JuliaDiff / ChainRulesCore.jl

AD-backend agnostic system defining custom forward and reverse mode rules. This is the light weight core to allow you to define rules for your functions in your packages, without depending on any particular AD system.
Other
257 stars 62 forks source link

Projection for `x:: AbstractRange` #437

Open mcabbott opened 3 years ago

mcabbott commented 3 years ago

If we want something like https://github.com/JuliaArrays/FillArrays.jl/pull/153 to project the gradient of a Fill onto a one-dimensional subspace, then I think we probably want something similar for the gradient of a range, but projecting onto a two-dimensional space, parameterised by the endpoints. Before I lose the bit of scrap paper I wrote this on, I think this would look as follows:

ProjectTo(x::AbstractRange) = ProjectTo{AbstractRange}()
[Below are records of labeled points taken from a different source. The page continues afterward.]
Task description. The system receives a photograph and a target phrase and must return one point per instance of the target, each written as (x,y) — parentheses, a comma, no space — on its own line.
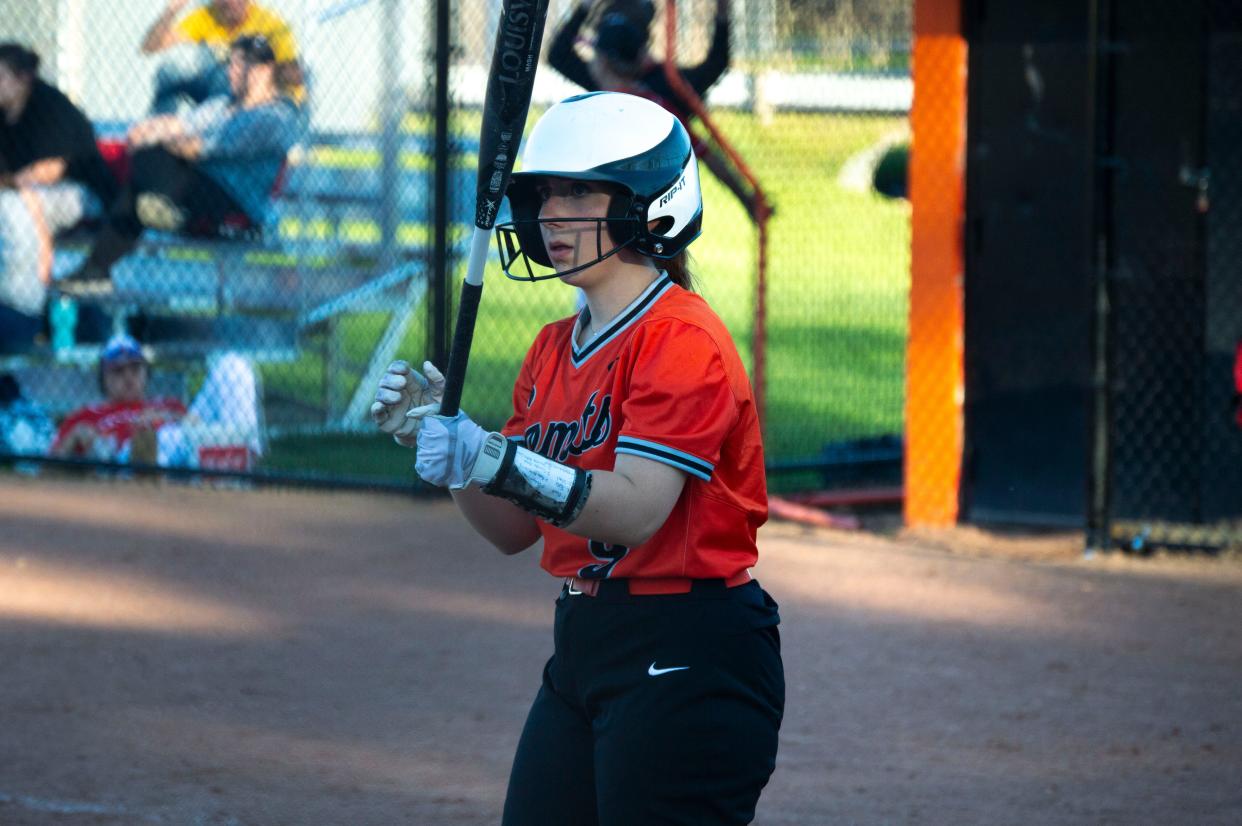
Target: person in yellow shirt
(196,45)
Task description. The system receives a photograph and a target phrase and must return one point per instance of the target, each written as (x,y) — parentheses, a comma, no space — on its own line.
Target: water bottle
(63,318)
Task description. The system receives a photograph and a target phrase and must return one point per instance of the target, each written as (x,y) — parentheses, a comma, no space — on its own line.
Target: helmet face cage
(657,209)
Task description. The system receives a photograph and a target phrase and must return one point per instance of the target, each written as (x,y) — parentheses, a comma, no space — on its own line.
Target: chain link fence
(333,236)
(1174,446)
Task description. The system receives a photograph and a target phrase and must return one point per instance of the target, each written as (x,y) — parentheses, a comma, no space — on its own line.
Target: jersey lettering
(560,440)
(609,557)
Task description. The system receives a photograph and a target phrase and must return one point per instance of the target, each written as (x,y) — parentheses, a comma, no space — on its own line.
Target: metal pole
(1102,90)
(440,272)
(390,138)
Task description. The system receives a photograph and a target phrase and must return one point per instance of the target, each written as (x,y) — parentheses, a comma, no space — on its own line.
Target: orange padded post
(937,185)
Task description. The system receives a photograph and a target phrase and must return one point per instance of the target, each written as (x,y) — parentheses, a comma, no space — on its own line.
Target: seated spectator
(51,177)
(193,172)
(108,431)
(621,62)
(195,51)
(131,427)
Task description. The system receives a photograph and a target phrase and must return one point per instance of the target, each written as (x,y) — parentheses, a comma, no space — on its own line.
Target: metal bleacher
(322,255)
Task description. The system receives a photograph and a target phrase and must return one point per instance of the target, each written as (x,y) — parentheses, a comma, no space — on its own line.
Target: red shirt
(116,420)
(662,381)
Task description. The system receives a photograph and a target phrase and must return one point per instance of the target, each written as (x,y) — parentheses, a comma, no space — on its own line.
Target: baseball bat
(506,103)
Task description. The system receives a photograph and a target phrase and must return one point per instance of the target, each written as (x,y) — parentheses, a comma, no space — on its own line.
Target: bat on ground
(506,103)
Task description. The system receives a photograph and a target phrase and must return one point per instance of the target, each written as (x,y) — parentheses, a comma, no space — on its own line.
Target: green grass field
(837,299)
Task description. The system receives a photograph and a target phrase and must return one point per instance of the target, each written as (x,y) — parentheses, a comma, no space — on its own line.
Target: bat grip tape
(458,357)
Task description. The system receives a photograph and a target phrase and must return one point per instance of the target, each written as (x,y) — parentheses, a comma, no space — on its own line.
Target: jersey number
(609,557)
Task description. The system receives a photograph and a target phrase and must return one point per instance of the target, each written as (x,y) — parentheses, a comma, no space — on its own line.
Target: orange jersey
(663,381)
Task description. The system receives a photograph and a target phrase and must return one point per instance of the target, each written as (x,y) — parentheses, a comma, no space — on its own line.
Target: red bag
(1237,385)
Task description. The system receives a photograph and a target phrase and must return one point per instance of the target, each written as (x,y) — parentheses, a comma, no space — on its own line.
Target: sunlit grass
(837,298)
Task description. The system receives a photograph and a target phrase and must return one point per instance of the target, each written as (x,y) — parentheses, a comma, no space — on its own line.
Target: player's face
(126,381)
(239,73)
(571,242)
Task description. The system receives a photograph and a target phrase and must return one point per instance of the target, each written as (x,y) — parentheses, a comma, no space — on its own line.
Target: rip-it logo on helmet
(614,138)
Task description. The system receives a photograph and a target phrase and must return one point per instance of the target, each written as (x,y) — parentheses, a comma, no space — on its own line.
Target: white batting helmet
(616,138)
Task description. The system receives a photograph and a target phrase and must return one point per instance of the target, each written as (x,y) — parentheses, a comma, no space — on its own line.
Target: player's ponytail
(20,60)
(678,270)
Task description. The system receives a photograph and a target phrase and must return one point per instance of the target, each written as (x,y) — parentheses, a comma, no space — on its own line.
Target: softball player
(634,452)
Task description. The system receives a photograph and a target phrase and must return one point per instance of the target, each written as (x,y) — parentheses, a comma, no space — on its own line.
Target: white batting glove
(447,447)
(401,390)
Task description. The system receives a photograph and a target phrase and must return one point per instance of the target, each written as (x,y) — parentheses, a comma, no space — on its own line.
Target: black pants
(653,711)
(157,170)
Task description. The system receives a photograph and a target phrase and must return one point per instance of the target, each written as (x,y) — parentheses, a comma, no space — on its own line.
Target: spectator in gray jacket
(191,172)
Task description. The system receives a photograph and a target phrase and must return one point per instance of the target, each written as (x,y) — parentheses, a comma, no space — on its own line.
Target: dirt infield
(220,657)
function (project::ProjectTo{AbstractRange})(dx::AbstractVector)
    L = length(dx)
    μ = mean(dx)
    # δ = -sum(diff(dx))/2
    δ = sum(Base.splat(-), zip(dx, @view dx[2:end]))/2
    return LinRange(μ + δ, μ - δ, L)
end

(project::ProjectTo{AbstractRange})(dx::AbstractRange) = dx

Using LinRange allows for zero slope (e.g. for constant dx) and skips the high-precision machinery which StepRangeLen uses to hit endpoints exactly, as I don't think we're concerned about the last digit here. This isn't yet careful about element types etc.

mcabbott commented 3 years ago

The above formula is wrong. Correct versions are here: https://github.com/mcabbott/OddArrays.jl/blob/6c3ef3ab5ebf05c8aa6aa030590456200715be0f/src/OddArrays.jl#L814-L838

And the motivation is things like this:

julia> gradient(x -> (2 .* x)[1], 0:0.2:1)  # natural
([2.0, 0.0, 0.0, 0.0, 0.0, 0.0],)

julia> gradient(first, LinRange(0,1,5))  # structural
((start = 1.0, stop = nothing, len = nothing, lendiv = nothing),)

julia> gradient(x -> first(2 .* x), LinRange(0,1,5))
ERROR: DimensionMismatch("x and y are of different lengths!")
Stacktrace:
  [1] dot(x::Tangent{Any, NamedTuple{(:start, :stop, :len, :lendiv), Tuple{Float64, ZeroTangent, ZeroTangent, ZeroTangent}}}, y::LinRange{Float64, Int64})

julia> gradient(x -> first(LinRange(x,1,5)), 0)
(1.0,)

julia> gradient(x -> (2 .* LinRange(x,1,5))[1], 0)
ERROR: Need an adjoint for constructor LinRange{Float64, Int64}. Gradient is of type Vector{Float64}